Va bene, sbircio meglio.
Mentre
la neve ricopre Berlino, la giovane antiquaria Lilly Kaiser osserva i passanti
transitare davanti alla vetrina del suo negozio, in attesa di rientrare
finalmente a casa. A un certo punto, però, un uomo anziano varca la soglia e le
consegna un prezioso violino, dicendo che le appartiene.
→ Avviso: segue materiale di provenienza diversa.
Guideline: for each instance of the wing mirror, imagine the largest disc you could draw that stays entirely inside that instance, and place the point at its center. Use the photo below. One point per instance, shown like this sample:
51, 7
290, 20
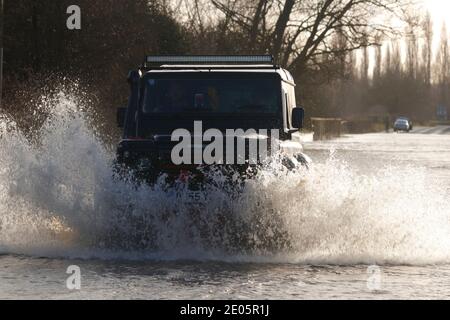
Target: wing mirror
298, 117
121, 113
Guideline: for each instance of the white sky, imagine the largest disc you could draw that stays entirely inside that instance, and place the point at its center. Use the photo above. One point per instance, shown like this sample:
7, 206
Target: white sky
439, 10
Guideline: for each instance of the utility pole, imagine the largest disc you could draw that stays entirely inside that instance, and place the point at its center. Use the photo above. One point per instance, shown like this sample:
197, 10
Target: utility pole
1, 51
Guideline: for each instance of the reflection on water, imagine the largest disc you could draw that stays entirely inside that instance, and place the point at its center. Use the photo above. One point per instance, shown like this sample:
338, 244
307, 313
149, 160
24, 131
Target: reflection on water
369, 199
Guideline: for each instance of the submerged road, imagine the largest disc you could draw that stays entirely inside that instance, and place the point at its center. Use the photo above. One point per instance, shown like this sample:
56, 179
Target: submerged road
378, 227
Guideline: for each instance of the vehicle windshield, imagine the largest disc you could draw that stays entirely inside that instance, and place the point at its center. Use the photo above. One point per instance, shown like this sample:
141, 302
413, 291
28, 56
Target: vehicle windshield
212, 95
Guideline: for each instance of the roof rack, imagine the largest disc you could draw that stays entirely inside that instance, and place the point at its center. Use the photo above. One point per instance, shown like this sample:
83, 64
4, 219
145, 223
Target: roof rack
216, 60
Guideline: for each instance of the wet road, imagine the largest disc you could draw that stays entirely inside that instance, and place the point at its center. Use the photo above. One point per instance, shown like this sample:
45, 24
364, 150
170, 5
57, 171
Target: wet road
414, 239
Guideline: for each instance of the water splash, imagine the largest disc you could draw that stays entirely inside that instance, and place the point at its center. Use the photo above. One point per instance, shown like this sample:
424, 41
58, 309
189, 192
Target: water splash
58, 198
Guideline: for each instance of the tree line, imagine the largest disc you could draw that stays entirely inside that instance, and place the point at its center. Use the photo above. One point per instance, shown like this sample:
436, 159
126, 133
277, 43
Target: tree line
328, 46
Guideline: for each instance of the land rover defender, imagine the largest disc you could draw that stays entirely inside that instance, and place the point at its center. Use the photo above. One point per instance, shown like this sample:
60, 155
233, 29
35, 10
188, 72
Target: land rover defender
241, 97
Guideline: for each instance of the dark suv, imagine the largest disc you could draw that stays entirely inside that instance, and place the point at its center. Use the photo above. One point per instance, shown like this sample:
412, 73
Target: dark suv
201, 97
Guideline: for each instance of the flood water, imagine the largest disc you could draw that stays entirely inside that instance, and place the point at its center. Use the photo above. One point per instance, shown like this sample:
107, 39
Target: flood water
370, 220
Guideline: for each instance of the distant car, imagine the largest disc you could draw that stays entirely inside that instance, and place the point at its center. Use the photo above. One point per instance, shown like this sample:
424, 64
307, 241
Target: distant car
402, 124
409, 121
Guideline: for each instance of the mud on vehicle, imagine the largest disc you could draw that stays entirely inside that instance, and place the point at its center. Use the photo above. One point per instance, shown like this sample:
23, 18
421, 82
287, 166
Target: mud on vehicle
249, 96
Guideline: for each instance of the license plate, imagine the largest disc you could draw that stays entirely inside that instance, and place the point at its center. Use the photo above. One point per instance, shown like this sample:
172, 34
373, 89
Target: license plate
195, 197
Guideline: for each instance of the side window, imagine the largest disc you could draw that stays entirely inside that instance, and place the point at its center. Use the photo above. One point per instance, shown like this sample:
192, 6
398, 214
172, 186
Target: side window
288, 109
290, 102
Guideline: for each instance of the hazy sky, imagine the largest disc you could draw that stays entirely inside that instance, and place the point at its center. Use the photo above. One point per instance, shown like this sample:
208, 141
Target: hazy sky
440, 11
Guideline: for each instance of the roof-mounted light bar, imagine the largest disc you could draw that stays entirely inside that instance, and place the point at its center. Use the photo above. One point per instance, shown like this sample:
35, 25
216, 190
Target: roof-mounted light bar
215, 60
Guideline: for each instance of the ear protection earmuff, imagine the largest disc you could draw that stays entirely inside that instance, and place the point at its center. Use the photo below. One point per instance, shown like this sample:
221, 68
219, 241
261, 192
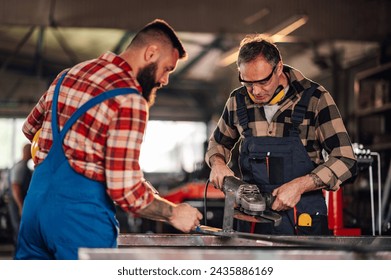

Scossa da quella
visita, Lilly apre la custodia e trova uno spartito.
La
curiosità cresce e con la complicità di Ellen, amica d’infanzia ed esperta
restauratrice, Lilly inizierà un viaggio…
Poteva un libro con la parola “giardino”
sfuggirmi?
Chiaro di luna: come una famosa sonata
di Beethoven. Appetibile. La sonata è per pianoforte, non è il mio strumento, ma
è un dettaglio.
Giro e mi ritrovo con “violino antico”.
Sono spacciata. Vi hanno mai raccontato la fiaba del pifferaio magico? Ecco, va bene anche un violino. Non
che abbia mai aspirato a suonare il violino, ma amo “le corde”.
E stupite: non mi lagnerò dell’altalena
del tempo. Conosco l’autrice, quindi armata di segnalibri, ho letto il libro
partendo dal 1902.
Né mi lagnerò della citazione musicale
“moderna” di Tchaikovskij: perfino una barocca come me ama i suoi balletti o il
concerto per violino e orchestra op. 35.
Per cosa spargo spore?
Scrittori, ma di Vivaldi conoscete
soltanto “Le Quattro Stagioni”?
Vivaldi, al pari di J.S. Bach, è un
monumento. Già insegnò in una specie di istituto femminile, mi pare fosse un
orfanotrofio, non ricordo esattamente, ma scrisse e dedicò musica all’altra metà del cielo. E poi, oltre alla
musica sacra, offre concerti e sonate per tutti i gusti (“La Notte” è un
gioiello e così i concerti per archi e basso continuo, per non parlare della
trascrizione de “La follia” di Corelli); ha musicato “L’Orlando furioso”, tanto
per citare un’altra opera nota…
Amo il largo de L’inverno, ma basta con ‘sta pizza!
Come? Il libro?
Ah, sì… per la spiaggia può andar bene.